Karena penghayatan atas norma, nilai dan kaidah sosial serta pelaksanaannya dalam
tindakan dan tingkah laku yang nyata dilakukan oleh individu dalam hubungannya
dengan atau kehadirannya bersama orang lain. Aspek susila ini tidak saja
memerlukan pengetahuan atas norma, nilai, dan kaidah-kaidah yang terdapat dalam
masyarakat, akan tetapi juga menuntut dilaksanakannya secara konkret apa yang
telah diketahuinya tersebut dalam tingkah laku yang nyata dalam masyarakat.
Pentingnya
mengetahui dan menerapkan secara nyata norma, nilai, dan kaidah-kaidah
masyarakat dalam kehidupannya mempunyai dua alasan pokok, yaitu:
- untuk kepentingan dirinya sendiri
sebagai individu. Apabila individu tidak dapat menyesuaikan diri dan
tingkah lakunya tidak sesuai dengan norma, nilai dan kaidah sosial yang
terdapat dalam masyarakat maka dimanapun ia hidup tidak dapat diterima
oleh masyarakat. Dengan terkucilnya oleh anggota masyarakat yang lain,
pribadi tersebut tidak akan merasa aman. Akibatnya dia tidak merasa betah
tinggal di masyarakat , padahal setiap individu membutuhkan rasa aman
dimana pun dia berada. Akibatnya dia tidak merasa betah tinggal di
masyarakat yang tidak menerimanya itu dengan demikian, selanjutnya dia
tidak dapat survive tinggal dimasyarakat tersebut sehingga ia harus
mencari masyarakat lain yang kiranya dapat menerimanya sebagai anggota
dalam masyarakat yang baru. Namun untuk itu, ia juga akan dihadapkan pada
tuntutan dan masyarakat yang sama seperti yang dia alami dalam masyarakat
terdahulu dimana dia pernah tinggal yaitu kemampuan untuk hidup dan
bertingkah laku menurut norma, nilai dan kaidah masyarakat yang berlaku
pada masyarakat yang baru. Karena setiap masyarakat masing-masing
mempunyai norma, nilai dan kaidah yang harus diikuti oleh anggotannya.
2.
untuk kepentingan stabilitas kehidupan masyarakat itu sendiri. Masyarakat tidak
saja merupakan kumpulan individu, tetapi lebih dari itu, kebersamaan individu
tinggal disuatu tempat yang kita sebut masyarakat telah menghasilkan dalam
perkembangannya aturan-aturan main yang kita sebut norma, nilai, dan
kaidah-kaidah sosial yang harus diikuti oleh anggotanya. Norma, nilai dan
kaidah-kaidah tersebut merupakan hasil persetujuan bersama untuk dilaksanakan
dalam kehidupan bersama, demi untuk mencapai tujuan mereka bersama.
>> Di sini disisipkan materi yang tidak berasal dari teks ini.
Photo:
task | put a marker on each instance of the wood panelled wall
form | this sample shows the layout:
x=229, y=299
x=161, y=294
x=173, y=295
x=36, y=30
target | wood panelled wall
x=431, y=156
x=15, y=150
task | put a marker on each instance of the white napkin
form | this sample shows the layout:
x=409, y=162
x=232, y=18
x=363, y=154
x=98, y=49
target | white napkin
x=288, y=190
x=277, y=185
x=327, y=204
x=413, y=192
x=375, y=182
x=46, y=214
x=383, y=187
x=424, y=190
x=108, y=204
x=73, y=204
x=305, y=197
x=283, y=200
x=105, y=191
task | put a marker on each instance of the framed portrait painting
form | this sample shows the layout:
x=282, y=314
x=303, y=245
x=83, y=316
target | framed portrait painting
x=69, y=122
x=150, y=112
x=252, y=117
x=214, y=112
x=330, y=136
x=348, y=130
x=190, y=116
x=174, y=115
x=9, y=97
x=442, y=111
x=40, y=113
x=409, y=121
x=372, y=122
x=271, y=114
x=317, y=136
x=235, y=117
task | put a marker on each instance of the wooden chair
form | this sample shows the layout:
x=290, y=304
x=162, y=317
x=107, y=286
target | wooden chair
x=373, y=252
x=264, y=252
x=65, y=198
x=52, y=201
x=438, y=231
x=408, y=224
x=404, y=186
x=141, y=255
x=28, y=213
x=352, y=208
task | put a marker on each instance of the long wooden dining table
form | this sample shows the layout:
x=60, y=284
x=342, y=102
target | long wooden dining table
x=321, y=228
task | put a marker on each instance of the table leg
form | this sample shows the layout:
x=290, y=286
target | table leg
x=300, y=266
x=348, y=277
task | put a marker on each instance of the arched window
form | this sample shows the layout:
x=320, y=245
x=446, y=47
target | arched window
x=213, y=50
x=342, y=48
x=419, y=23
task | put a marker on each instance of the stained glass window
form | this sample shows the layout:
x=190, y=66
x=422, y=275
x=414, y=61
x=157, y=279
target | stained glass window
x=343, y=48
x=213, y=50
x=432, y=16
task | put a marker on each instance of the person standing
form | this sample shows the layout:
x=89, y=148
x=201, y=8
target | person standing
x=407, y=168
Dengan
demikian, kelangsungan kehidupan masyarakat tersebut sangat tergantung pada dapat
tidaknya dipertahankan norma, nilai dan kaidah masyarakat yang bersangkutan.
Suatu masyarakat dapat dikatakan telah berakhir riwayatnya, apabila tata aturan
yang berupa nilai, norma, dan kaidah kehidupan masyarakatnya telah digantikan
seluruhnya dengan tata kehidupan yang lain yang diambil dari masyarakat lain,
dalam hubungan ini kita semua telah menyadari bahwa betapa pentingnya
kewaspadaan terhadap infiltrasi kebudayaan asing yang akan membawa norma, nilai
dan kaidah kehidupan yang asing bagi kehidupan kita. Kewaspadaan tersebut
sangat penting bagi kehidupan kita agar kita bersama dapat mempertahankan
eksistensi masyarakat dan bangsa Indonesia yang telah memiliki norma, nilai dan
kaidah sendiri sebagai warisan yang tidak ternilai dari nenek moyang kita.